The boardroom power struggle we are seeing develop will likely reach a conclusion. But that is a different article for a different day.

With a new team, new leadership, will come new game issues. Bouncing back to the top flight is not guaranteed, look at Leicester. Ten years ago Premier League champions. Next season League one. Reputation means nothing on the pitch.

However our standing, a new stadium for many clubs in the second tier, will see us be a ‘Cup Final’ fixture. A chance to bring big numbers to the London Stadium. Put one over on the big boys. Rub salt in the wounds. We saw it when we went down at the Boleyn Ground. In a bigger arena, fuelled by media focus and the rise of social media hype, we’ll be bigger targets.

Failure to get up quickly will exacerbate the problems. No longer with the Upton Park home advantage it will be tougher. The more the stint in lower league extends the worse the situation gets. All the issues laid out above get amplified and deepen.

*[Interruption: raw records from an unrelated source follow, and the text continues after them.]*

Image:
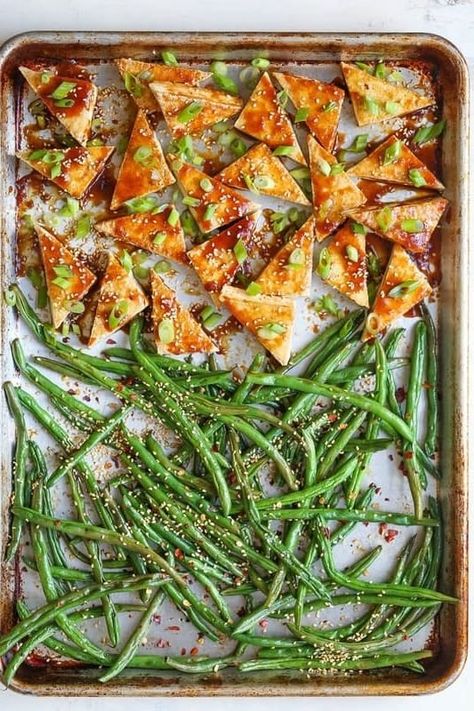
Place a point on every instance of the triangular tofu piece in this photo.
(321, 102)
(262, 172)
(120, 299)
(138, 76)
(144, 169)
(345, 262)
(69, 99)
(215, 261)
(67, 279)
(176, 330)
(334, 193)
(218, 204)
(402, 287)
(148, 231)
(265, 119)
(188, 110)
(393, 162)
(411, 224)
(289, 272)
(269, 318)
(72, 169)
(375, 99)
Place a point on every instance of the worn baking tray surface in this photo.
(437, 66)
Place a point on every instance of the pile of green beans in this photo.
(268, 476)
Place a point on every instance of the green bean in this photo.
(431, 382)
(353, 664)
(18, 467)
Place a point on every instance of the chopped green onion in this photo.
(132, 84)
(330, 106)
(296, 259)
(283, 151)
(392, 153)
(372, 324)
(412, 226)
(62, 90)
(271, 331)
(126, 260)
(359, 144)
(371, 105)
(209, 211)
(206, 185)
(162, 267)
(282, 97)
(55, 171)
(324, 167)
(166, 331)
(384, 218)
(191, 201)
(429, 133)
(324, 264)
(64, 103)
(358, 229)
(189, 112)
(63, 270)
(9, 297)
(253, 289)
(263, 182)
(143, 155)
(118, 313)
(189, 224)
(173, 217)
(352, 253)
(403, 289)
(240, 251)
(238, 147)
(391, 107)
(302, 114)
(83, 227)
(260, 63)
(416, 177)
(70, 208)
(337, 169)
(169, 58)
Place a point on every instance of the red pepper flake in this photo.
(400, 394)
(390, 535)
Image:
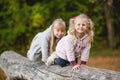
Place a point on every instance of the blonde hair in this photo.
(72, 30)
(60, 22)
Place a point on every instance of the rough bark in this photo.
(17, 67)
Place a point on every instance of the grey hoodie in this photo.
(40, 44)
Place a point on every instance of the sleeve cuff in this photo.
(83, 62)
(72, 63)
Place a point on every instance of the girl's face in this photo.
(58, 31)
(81, 26)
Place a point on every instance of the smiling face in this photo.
(58, 31)
(81, 25)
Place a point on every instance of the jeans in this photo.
(61, 62)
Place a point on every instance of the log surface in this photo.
(17, 67)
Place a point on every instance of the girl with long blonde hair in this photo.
(74, 48)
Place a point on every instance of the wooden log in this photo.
(17, 67)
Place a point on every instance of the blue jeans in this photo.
(61, 62)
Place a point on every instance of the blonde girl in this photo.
(44, 42)
(74, 47)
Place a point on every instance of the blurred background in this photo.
(21, 20)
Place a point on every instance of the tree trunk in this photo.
(17, 67)
(108, 14)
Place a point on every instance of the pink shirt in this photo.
(67, 49)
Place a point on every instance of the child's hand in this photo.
(76, 67)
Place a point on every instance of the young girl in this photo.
(75, 45)
(44, 42)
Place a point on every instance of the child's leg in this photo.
(61, 62)
(51, 58)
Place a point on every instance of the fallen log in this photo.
(17, 67)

We’re hoping a new dawn will come off the pitch, then on it. But in the Championship we will need not only a new dawn, but new focus, approach and unity. We’ll need to stick together, be patient, be rational and be honest with ourselves. A long hard, slog lies ahead. There’ll be the good sides. Away days, taking over towns and having fun on the road. The harsh reality is that it the future doesn’t look pretty.